İLHANLIK DİNİ : BABAHAN DİNİ

Şamanlıkta ve İl dininde bulunmayan iki zıt kutup, birdenbire İlhanlık dininde görülür. Daha doğrusu, İlhanlık dini, o zamana dek toplum ve tabiatta hep eşit sayılan şeylerin birbirlerine zıtlaşması ile bu zıtlığın gökyüzüne aksetmesi yüzünden doğdu. Toplum içinde zıtlık belirince: Onu yatıştıracak AHLAK kuralları gerekti. İnsanlar artık, sağından-solundan özel bekçilerle kollandı. O zamana dek, her yer bu dünya cenneti iken, bundan böyle: Mükafat-Ceza bu dünyada nasıl icat edildiyse, öbür dünyada da:Cennet-Cehennem icat edildi:

Mükafat ve mücazat allahlarının iki tabakaya ayrılmasından, ilhanlık dini vücuda gelir. İl dinine SİYASAL SİSTEM denilebileceği gibi, İllhanlık dinine de AHLAK SİSTEMİ adı verilebilir. Çünkü Ahlak görevlerinin müeyyidesi bu allahların faaliyetleridir...Altay Türklerine göre, bir çocuk dünyaya geleceği zaman, Bayülken oğlu Yayık'ı bu işe memur eder. Memur, süt gölünden bir damla alarak, bununla çocuğun ruhunu yaratır. Yedeğindeki meleklerden bir Yayucu'yu,sevaplarını yazmak üzere bu çocuğa tahsis eder. Bir çocuğun dünyaya geldiğini haber alınca, derhal Erlik Han da bir Körmöz gönderir. Birincisi çocuğun sağında, ikincisi solunda durur. Birincisi sevaplarını, ikincisi günahlarını yazar. Bu iki melek, o adamı ölünceye dek takip ederler. Ölünce, körmüz derhal bu adamın ruhunu kaparak yeraltına götürür. Erlik Han, yeraltındaki Semada siyah bir taht üzerine oturmuştur.Onun daha altındaki katta kazırgan adlı Cehennem vardır. Burada bir kazanın içinde erimiş katran kaynamaktadır. Körmöz, ruhun günahkar olduğunu ispatlarsa, onun emrile bu ruhu kazana atar. Ancak, Yayucu da ruhu yalnız bırakmamış, beraber gelmiştir. Erlik Han'ın mahkemesinde, ölenin sevaplarını sayarak hukukunu savunur. Eğer, sevabı günahından daha çoksa, kazana atılmasına engel olur.
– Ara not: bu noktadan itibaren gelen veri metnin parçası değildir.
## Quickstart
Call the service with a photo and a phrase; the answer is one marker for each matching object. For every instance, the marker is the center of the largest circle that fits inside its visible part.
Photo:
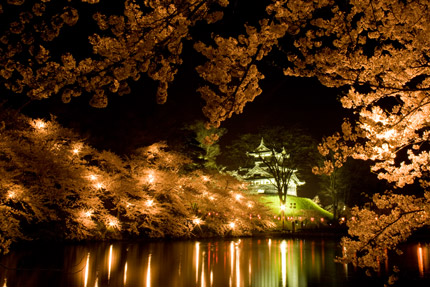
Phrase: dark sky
(136, 120)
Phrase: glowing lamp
(11, 194)
(149, 202)
(98, 185)
(238, 197)
(39, 124)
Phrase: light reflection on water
(233, 263)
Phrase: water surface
(238, 262)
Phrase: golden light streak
(110, 261)
(39, 124)
(125, 273)
(87, 266)
(197, 260)
(237, 267)
(202, 275)
(148, 272)
(420, 261)
(231, 262)
(284, 262)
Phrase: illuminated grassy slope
(304, 207)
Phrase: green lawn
(296, 207)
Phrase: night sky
(135, 120)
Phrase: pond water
(237, 262)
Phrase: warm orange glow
(238, 196)
(149, 202)
(11, 194)
(39, 124)
(113, 222)
(98, 185)
(87, 213)
(197, 221)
Kazan adaletli olduğu için, ruh onun içinde ancak günahı derecesinde yanar... Günahı azca ise, gözleri, yüzü dışarıda kalır. Çokça ise, yalnız tepesi dışarıda kalır. Kimisi büsbütün batar. Fakat, günahı kadar yandıktan sonra, yine yukarı doğru çıkmaya başlar.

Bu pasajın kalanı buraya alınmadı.